When the Kinks' sixth album, The Kinks Are the Village Green Preservation Society, was released in November 1968, the band was more than three years removed from its last Top 10 hit. The preceding two albums didn't even break into the Top 130; Village Green failed to chart altogether.

It wasn't exactly the best time to be the Kinks, but creatively, they were never better.

The five-year period between 1966's Face to Face and 1971's Muswell Hillbillies yielded their greatest albums. Problem was, not too many people heard them at the time. The records have picked up considerably more fans over the years, so much so that a five-CD box set marking The Village Green Preservation Society's 50th anniversary examines just a fraction of that glorious era with various singles, outtakes and alternate versions.

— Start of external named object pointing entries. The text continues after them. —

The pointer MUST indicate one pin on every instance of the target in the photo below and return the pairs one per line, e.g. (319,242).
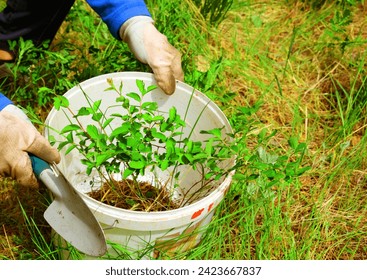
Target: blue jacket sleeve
(115,12)
(4,101)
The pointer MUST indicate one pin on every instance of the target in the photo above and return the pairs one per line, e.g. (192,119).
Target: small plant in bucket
(131,143)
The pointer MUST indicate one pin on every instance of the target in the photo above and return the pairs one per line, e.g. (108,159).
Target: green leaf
(93,131)
(159,135)
(97,117)
(137,164)
(151,87)
(72,147)
(60,101)
(293,142)
(107,122)
(96,105)
(141,86)
(172,115)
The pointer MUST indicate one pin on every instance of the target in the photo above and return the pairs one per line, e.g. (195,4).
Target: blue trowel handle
(38,165)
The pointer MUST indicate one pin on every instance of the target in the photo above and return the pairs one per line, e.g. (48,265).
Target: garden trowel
(68,214)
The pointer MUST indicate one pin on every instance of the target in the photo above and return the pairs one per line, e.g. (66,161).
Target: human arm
(18,137)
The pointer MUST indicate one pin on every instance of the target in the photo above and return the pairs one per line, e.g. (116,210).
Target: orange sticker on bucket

Those extras make the most of their place on this set, which wisely keeps much of the focus on the original 15-song album. It's here in a remastered stereo version. It's here in a remastered mono version. It's here in a disc of recording sessions filled with alternate takes. And it's here in a disc of BBC recordings focusing on the record. (A three-disc expanded edition of the album featuring many of the same bonus tracks was released in 2004; this new version adds to that.)

The "50th Anniversary Edition" of The Kinks Are the Village Green Preservation Society makes one thing clear: Ray Davies was moving beyond the occasionally primitive and formative three-chord guitar rock that established the Kinks as one of the British Invasion's brightest groups and into music that was more challenging to both himself and the band's audience.

It started in earnest with their previous album, Something Else by the Kinks, but it culminates on Village Green, an exploration of vintage British music hall songs and Victorian mores coated in pastoral tones that were part Summer of Love leftovers, part longing for English tradition. In the end, the songs – from the title track to the single "Days," which was recorded during the sessions but left off the album and included here with other era-specific non-LP tracks – guide Davies' vision toward his masterpiece.

A half-century later, it still sounds both timeless and of its time. That's part of the appeal. Davies abandoned almost everything the Kinks were best known for on Village Green, and favored character studies and detailed bucolic scenes over guitars and rock 'n' roll history. Even the BBC sessions manage to soften the edges that usually come with live performances.

A disc including later recordings, some from the '70s, attempts to connect the dots between Village Green and the Preservation albums the Kinks released during another one of their career turns. It's not always a direct line, but the live tracks recorded with an orchestra several years later add muscle to songs you never knew needed it and show just how far the Kinks had come since "You Really Got Me."

The project is even sharper now, especially on the new mono remaster, even though stereo had pretty much dominated the LP market by the latter part of 1968. The single channel certainly brings more definition to the album tracks, which always seemed a little bit too busy for the music and themes in their more popular stereo mixes. It heightens the BBC recordings too.

But it all comes down to Davies' vision and his thesis statement in the title song: "Preserving the old ways from being abused / Protecting the new ways, for me and for you." Fifty years later, The Kinks Are the Village Green Preservation Society sums up a period and a band on the verge of something new. It's not the Kinks' entire story, but it's closer to their aesthetic than any other album in their catalog. This golden-anniversary box set colors in the surroundings for a more vivid portrait of one of rock's great records.